Frequently Asked Questions

Do I need to register a Will in India?
No, registration is optional. A Will is legally valid without registration if it is signed by the testator (the person writing the Will) in the presence of two witnesses who also sign. Registration with the Sub-Registrar’s office adds an evidentiary layer that makes the Will harder to challenge, particularly on grounds of forgery or authenticity. For significant estates, registration is advisable. The cost is nominal – typically Rs. 200 to Rs. 500.

Can a Will be challenged in India?
Yes. A Will can be challenged on grounds of fraud, undue influence, forgery, mental incapacity of the testator at the time of signing, or the presence of a more recent Will. A properly drafted, witnessed, and registered Will is significantly harder to challenge than an informal or unsigned document. Having the Will witnessed by two independent witnesses (not beneficiaries under the Will) and registering it reduces the grounds for challenge.

What happens to NPS and EPF if I die without a Will?
EPF and NPS have their own nomination mechanisms independent of a Will. If you have named a nominee in EPF and NPS, the amount is paid to that nominee directly – the Will does not govern this. However, the nominee for EPF (unlike insurance) receives the amount as a trustee for legal heirs, not in their personal capacity. NPS nomination similarly pays to the nominee, who may or may not be the legal heir. Keep these nominations current and consistent with your estate planning intentions.

How often should I update my Will?
Review your Will every 3 to 5 years and after any significant life event: marriage, birth of a child, divorce, death of a named beneficiary or executor, significant change in assets, or any change in the family situation that affects who you want to benefit. An outdated Will with deceased beneficiaries or a defunct executor appointment can create as many problems as no Will.

Before You Go

Related reading: Can You Afford a Baby? The Real Costs of Parenthood in India and Financial Planning for Doctors: Why Your Profession Changes the Rules.

Have you written a Will, or is it on your to-do list? What has been the main barrier? Share in the comments.

One question for you: If you died today, would your family know exactly where your assets are, how to access them, and what your wishes were for their distribution?

6 COMMENTS

  1. Very nice article.
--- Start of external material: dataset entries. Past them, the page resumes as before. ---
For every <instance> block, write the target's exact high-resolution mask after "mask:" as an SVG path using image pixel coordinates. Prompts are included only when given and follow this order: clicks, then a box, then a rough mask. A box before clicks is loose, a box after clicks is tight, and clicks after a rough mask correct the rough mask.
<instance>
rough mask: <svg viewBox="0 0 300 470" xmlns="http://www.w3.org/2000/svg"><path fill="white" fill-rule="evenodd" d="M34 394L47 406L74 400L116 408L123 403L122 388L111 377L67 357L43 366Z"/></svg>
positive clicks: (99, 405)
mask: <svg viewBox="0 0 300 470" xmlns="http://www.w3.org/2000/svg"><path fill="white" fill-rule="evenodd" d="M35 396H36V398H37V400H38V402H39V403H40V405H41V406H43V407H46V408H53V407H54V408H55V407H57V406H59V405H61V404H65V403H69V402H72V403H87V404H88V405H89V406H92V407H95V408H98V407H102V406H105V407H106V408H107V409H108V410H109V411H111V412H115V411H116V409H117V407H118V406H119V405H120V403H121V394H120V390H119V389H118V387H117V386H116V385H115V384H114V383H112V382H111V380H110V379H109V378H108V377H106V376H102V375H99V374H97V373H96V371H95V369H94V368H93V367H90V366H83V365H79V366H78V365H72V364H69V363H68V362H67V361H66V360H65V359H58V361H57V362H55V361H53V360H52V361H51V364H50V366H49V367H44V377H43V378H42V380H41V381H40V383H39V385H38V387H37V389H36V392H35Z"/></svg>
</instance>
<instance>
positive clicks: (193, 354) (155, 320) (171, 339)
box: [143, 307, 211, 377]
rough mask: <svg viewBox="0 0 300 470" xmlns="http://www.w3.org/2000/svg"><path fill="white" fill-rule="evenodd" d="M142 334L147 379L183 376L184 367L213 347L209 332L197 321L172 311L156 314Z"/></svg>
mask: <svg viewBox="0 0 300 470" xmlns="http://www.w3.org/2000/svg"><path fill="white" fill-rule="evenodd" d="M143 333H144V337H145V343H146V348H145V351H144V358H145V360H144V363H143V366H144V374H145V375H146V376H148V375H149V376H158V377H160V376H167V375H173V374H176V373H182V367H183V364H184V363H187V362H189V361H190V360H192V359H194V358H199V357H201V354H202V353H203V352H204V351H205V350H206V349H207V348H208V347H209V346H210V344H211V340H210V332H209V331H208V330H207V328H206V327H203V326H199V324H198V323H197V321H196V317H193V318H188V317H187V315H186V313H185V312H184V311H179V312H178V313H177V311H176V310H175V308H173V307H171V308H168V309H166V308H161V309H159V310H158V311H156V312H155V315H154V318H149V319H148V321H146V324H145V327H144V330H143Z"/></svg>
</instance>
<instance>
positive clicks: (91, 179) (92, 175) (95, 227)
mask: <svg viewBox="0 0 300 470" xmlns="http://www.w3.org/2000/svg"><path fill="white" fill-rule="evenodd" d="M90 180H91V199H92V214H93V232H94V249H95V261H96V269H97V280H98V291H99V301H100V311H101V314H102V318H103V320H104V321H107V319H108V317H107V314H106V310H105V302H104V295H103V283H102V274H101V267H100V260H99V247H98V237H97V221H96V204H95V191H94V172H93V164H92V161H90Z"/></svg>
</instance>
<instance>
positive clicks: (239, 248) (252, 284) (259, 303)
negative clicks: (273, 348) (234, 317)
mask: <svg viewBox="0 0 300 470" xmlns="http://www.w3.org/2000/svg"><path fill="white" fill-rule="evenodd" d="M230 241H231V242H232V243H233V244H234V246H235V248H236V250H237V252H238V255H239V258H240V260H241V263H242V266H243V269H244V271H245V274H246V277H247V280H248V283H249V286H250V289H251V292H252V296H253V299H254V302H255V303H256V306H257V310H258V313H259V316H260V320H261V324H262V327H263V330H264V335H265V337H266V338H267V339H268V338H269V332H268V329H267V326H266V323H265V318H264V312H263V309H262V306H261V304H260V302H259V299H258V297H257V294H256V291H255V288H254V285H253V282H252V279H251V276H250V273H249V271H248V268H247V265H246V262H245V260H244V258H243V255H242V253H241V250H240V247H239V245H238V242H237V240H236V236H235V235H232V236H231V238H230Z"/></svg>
My question is weather this will have a legal authentication. How these are signed and who will be witness? what is the validity of this type of will. What if legal heir denied to accept it on ground of validity?

    • Manish,

      The companies are giving you only the draft of the Will. It is to be signed by the testator (Person who is making the Will) and the witnesses at your end. Since you can write a Will even on a plain piece of paper what matters is the content. Here the company provides you the content in a language which is created by their legal teams. The validity of a Will also arises from its content i.e. the language used, the mistakes, the situation in which a will is written etc. But as the article says it may not be a fit for all product. If your assets distribution requires advice involve a professional.

  2. Nice article. Very well explained. I trade thru ICICI Securities & they have a service for writing Will costing Rs 7500.

    Any comments about their Services?

    • Dr. M. Chandrashekhar,

      Haven’t reviewed their services. But in general Online Will services are same with respect to the process they follow. There is limited human interaction till the draft of the Will is given to you. You can check the process wherein what they actually are offering and compare it with others to see if there is any difference in the process. If there is not much then you can avail the services.

  3. Hi Hemant,
    Thanks for reminding us of the importance of having a WILL and one more reason to do the same; via ONLINE WILL.
    I don’t recollect the website who offers ONLINE will services for under 1000 INR. It was shown in the CNBC Awaaz YourMoney show a few months back. Please let me know if it is authentic or should we only go with HDFC/NSDL services for online will preparation

    • TS,

      In our view there is hardly any company which offers online will drafting at Rs 1000. The minimum cost of online Will at these companies is Rs 4000. You can go ahead with them as per your requirement.